Post-Training Enhancements
Post-training involved SFT and RL to align the base model with human preferences and enhance its capabilities.
- Reasoning Distillation from DeepSeek-R1: Advanced reasoning capabilities were distilled from the specialized DeepSeek-R1 series of models. The SFT training used samples generated with system prompts designed to guide the model toward reflection and verification patterns (distilled from R1). This significantly improved math and coding performance.
- Self-Rewarding (Constitutional AI): For general, hard-to-verify scenarios, the model employs the constitutional AI approach using the voting evaluation results of DeepSeek-V3 itself as a feedback source (“Self-Rewarding”) to enhance alignment.
- RL Optimization: Reinforcement Learning uses Group Relative Policy Optimization (GRPO), which estimates the baseline from group scores instead of requiring a separate critic model.
Evaluation and Performance Metrics (Chat Model)
DeepSeek-V3 is the strongest open-source model currently available and is competitive with closed-source frontier models.

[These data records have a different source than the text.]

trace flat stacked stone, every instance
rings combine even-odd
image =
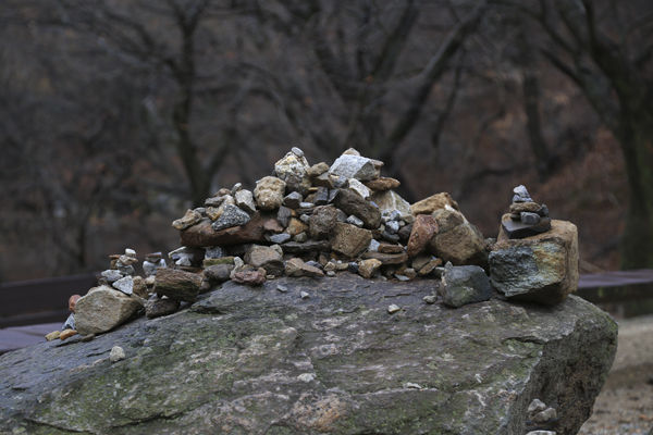
[[[533,201],[523,185],[513,189],[513,203],[509,213],[504,214],[501,224],[508,238],[523,238],[551,229],[549,208]]]

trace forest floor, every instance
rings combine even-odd
[[[653,433],[653,315],[618,323],[615,362],[579,435]]]

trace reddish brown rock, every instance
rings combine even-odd
[[[371,240],[372,232],[369,229],[338,222],[333,229],[331,249],[345,257],[354,258],[365,251]]]
[[[402,253],[404,252],[404,247],[394,244],[379,244],[377,251],[382,253]]]
[[[364,278],[371,278],[383,263],[377,259],[360,260],[358,262],[358,274]]]
[[[410,211],[412,214],[431,214],[435,210],[444,209],[447,206],[454,210],[459,210],[458,203],[454,201],[452,196],[448,192],[443,191],[414,203],[410,206]]]
[[[406,252],[382,253],[382,252],[367,251],[361,257],[365,260],[377,259],[377,260],[381,261],[383,263],[383,265],[404,264],[406,261],[408,261],[408,256],[406,254]]]
[[[410,231],[408,245],[406,246],[408,257],[421,253],[435,234],[438,234],[438,221],[430,214],[418,214]]]
[[[266,226],[273,225],[270,221],[275,221],[275,219],[269,214],[255,213],[245,225],[217,232],[211,227],[211,221],[205,219],[197,225],[181,232],[181,244],[187,247],[200,248],[263,241]]]
[[[438,234],[430,241],[430,249],[443,261],[454,265],[488,263],[485,239],[460,212],[442,209],[433,216],[438,221]]]
[[[306,264],[301,259],[293,258],[286,261],[285,264],[285,273],[287,276],[310,276],[315,278],[319,278],[324,276],[324,272],[319,270],[318,268]]]

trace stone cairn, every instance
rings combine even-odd
[[[230,279],[256,287],[283,275],[329,278],[341,272],[434,277],[440,282],[424,302],[448,307],[495,295],[553,304],[576,288],[576,226],[551,220],[526,187],[514,189],[497,240],[486,240],[449,194],[409,204],[394,191],[399,182],[381,176],[382,166],[354,149],[331,165],[310,165],[293,148],[254,191],[241,183],[221,188],[175,220],[182,247],[168,254],[169,262],[161,252],[147,254],[145,277],[135,274],[134,250],[110,256],[99,286],[77,301],[77,332],[93,336],[144,311],[148,318],[174,313]],[[387,308],[391,314],[399,310]]]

Benchmark (Metric) | DeepSeek-V3 Score | Comparative Detail | Source |
---|---|---|---|
MMLU (EM) | 88.5% | Competitive with GPT-4o and Claude-Sonnet 3.5. | |
MMLU-Redux (EM) | 89.1% | Surpasses its peers on this refined MMLU version. | |
GPQA-Diamond (Pass@1) | 59.1% | Ranks just behind Claude-Sonnet 3.5 on this PhD-level testbed. | |
MATH-500 (EM) | 90.2% | State-of-the-art for non-long-CoT models, outperforming the next best model by $\sim$10%. | |
Codeforces (Percentile) | 51.6% | Top-performing model for coding competition benchmarks. | |
SWE Verified (Resolved) | 42.0% | Trails Claude-Sonnet-3.5 but significantly outperforms other open-source models in engineering tasks. | |
DROP (3-shot F1) | 91.6% | Outperforms all other models in this long-context understanding benchmark. | |
C-SimpleQA (Correct) | 64.8% | Surpasses GPT-4o and Claude-Sonnet-3.5, highlighting strength in Chinese factual knowledge. | |
IF-Eval (Prompt Strict) | 86.1% | Significantly outperforms predecessors in instruction-following ability. |
DeepSeek-V3 also achieved a groundbreaking milestone on the open-ended Arena-Hard benchmark with a win rate of 85.5% against the GPT-4-0314 baseline, performing on par with Claude-Sonnet-3.5-1022.